高校の最寄駅から、東に向かって3駅分だけ進んだところで下車すると、閑静な住宅街が広がっていた。

 少し前まで雨が降っていたのだろう。アスファルトの地面はやや濡れていた。湿った地面とは対照的に、空気はからりと渇いている。9月の空は気まぐれだった。傘を持たない迂闊なあたしは晴れ晴れとした空に感謝しながらローファーを鳴らす。

 佳乃くんから送ってもらった位置情報を頼りに道を進んでいくと、水路沿いに小綺麗な一軒家が現れた。うすいベージュの外壁が景色によく馴染んでいる。〈町田〉の表札で、それが佳乃くんの家だとすぐに理解できた。駐車場に車はない。

 迷わずインターホンを押す。

 数秒待って玄関先に出てきたのは、約束をしていた兄の方ではなく、昼休みに会ったばかりの弟の方だった。

 乃亜くんはあたしの顔を見るや否や、げ、と言いたそうな顔をする。



「会うって、家だったのかよ」

「あれ、言わなかったっけ?」

「聞いてない」



 乃亜くんは眉間にしわを寄せながら、玄関の扉を閉めようとする。あたしは扉のすき間に右脚を捩じ込ませ、乃亜くんに締め出されそうになるのを阻止してやった。



「佳乃くん、いる?」

「……部屋にいる」

「案内して?」



 乃亜くんは存外、諦めがいいタイプみたいだ。今度は扉を雑に開けて、あたしを中に入れてくれる。どうせこうなるのなら、最初から素直に上げてくれればいいのに。このひとはどうやら、あたしのことが嫌いらしい。

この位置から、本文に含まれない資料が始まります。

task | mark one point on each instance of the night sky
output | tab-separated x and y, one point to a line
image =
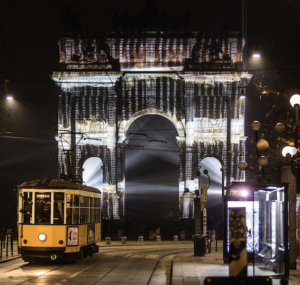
30	30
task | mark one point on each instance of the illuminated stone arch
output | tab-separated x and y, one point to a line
171	75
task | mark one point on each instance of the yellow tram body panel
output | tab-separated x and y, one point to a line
58	219
56	236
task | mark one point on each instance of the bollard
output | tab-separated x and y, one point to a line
12	243
108	240
120	232
182	234
1	244
6	245
124	240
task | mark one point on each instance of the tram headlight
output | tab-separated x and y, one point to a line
42	237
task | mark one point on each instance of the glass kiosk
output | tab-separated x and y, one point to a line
266	225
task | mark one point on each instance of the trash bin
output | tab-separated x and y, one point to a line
199	246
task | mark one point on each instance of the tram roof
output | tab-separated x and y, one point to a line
48	183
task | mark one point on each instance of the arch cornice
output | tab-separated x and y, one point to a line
152	111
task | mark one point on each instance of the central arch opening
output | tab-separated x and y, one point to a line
152	171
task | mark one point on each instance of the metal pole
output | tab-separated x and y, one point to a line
1	244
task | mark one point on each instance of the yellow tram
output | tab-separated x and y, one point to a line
58	219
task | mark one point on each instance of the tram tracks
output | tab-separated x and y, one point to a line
112	255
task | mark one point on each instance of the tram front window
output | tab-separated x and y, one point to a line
42	208
27	208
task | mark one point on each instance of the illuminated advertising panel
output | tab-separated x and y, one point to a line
252	223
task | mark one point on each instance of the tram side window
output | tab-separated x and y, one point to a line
58	208
92	218
72	214
27	207
42	208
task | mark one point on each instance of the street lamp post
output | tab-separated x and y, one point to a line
287	176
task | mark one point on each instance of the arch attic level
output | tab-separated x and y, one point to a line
107	82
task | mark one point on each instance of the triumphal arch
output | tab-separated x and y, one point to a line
106	81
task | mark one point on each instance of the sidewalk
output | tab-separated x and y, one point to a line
189	269
7	255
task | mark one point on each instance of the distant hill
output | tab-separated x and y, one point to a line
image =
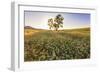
29	27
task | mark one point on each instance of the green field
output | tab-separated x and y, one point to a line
41	45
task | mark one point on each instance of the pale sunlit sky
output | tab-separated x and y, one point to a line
71	20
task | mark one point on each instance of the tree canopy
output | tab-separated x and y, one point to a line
56	23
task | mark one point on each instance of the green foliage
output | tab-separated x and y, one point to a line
56	23
62	45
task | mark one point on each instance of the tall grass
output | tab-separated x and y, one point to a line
57	45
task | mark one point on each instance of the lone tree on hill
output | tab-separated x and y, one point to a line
56	23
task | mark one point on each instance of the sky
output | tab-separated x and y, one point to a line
71	20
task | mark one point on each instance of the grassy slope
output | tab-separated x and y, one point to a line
57	45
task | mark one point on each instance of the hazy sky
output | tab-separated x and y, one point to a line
71	20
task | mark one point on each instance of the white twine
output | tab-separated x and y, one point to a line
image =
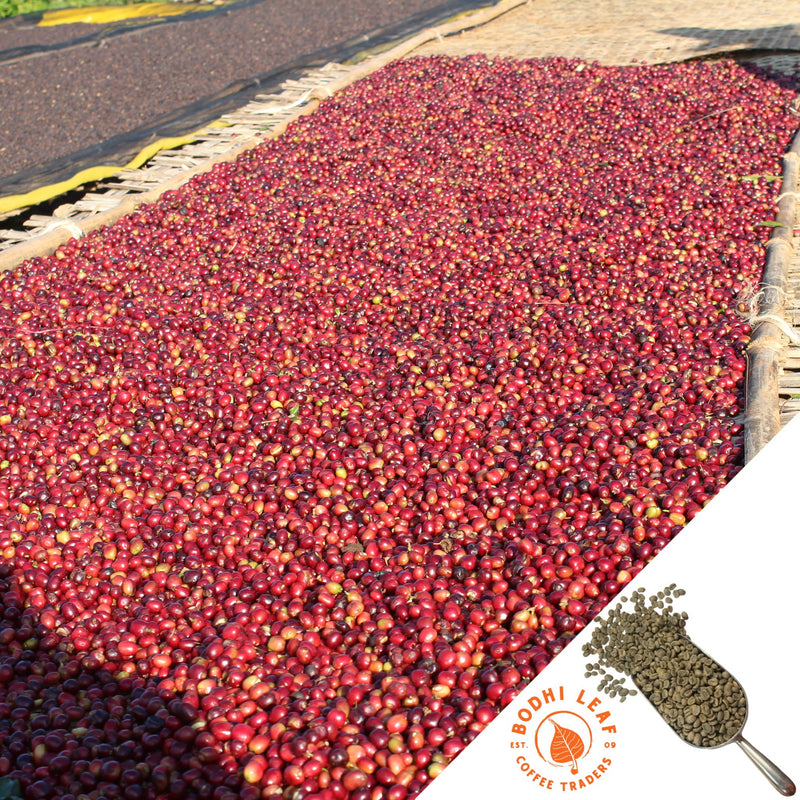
72	227
779	323
281	109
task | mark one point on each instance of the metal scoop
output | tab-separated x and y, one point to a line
779	779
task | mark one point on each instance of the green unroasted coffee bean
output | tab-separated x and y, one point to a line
699	699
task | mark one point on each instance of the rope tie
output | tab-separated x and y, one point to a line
779	323
72	227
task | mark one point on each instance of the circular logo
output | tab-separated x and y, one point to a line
563	738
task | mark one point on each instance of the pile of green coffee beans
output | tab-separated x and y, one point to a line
702	702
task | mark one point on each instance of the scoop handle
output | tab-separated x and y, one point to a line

 彼はそのまま黙って玄関脇にある階段を上っていく。ついてこい、ということだろう。

 階段を上って2階の廊下を進むと、奥に部屋がふたつ並んでいた。手前側が佳乃くんの部屋で、奥が乃亜くんの部屋のようだった。

 乃亜くんは佳乃くんの部屋の扉を指差して、「ここ」と言ったきり、隣の部屋に引っ込んでしまった。必要最低限の会話に留めたいのだろう。



「かーのくん。入ってもいい?」



 ノックをしながら声をかける。中からの返事はなかったけれど、元々約束していたのだから、ダメと言われることもないはずだ。躊躇なく、そのまま扉を開ける。

 部屋の中は物であふれていた。ローテーブルの上にはノートパソコンと、表紙にでかでかとSPIとか面接対策とか書かれている本、それからルーズリーフや筆記用具が散らばっていた。煙草の空き箱とライターなんかも、もちろんそこにある。床には絡まった有線のイヤホンが落ちているほか、埃を被った漫画や雑紙、一昔前のCDも積み上げられていた。

 一言でいえば、だらしない男の部屋だった。だけど、不快感はない。不快感がないのは相手が佳乃くんだからだ。好きな男には甘くなってしまう。

 当の本人である佳乃くんはベッドの上でスマホをいじっていた。彼はあたしの顔を視認すると、眠たそうに目を擦りながらのそりと起き上がる。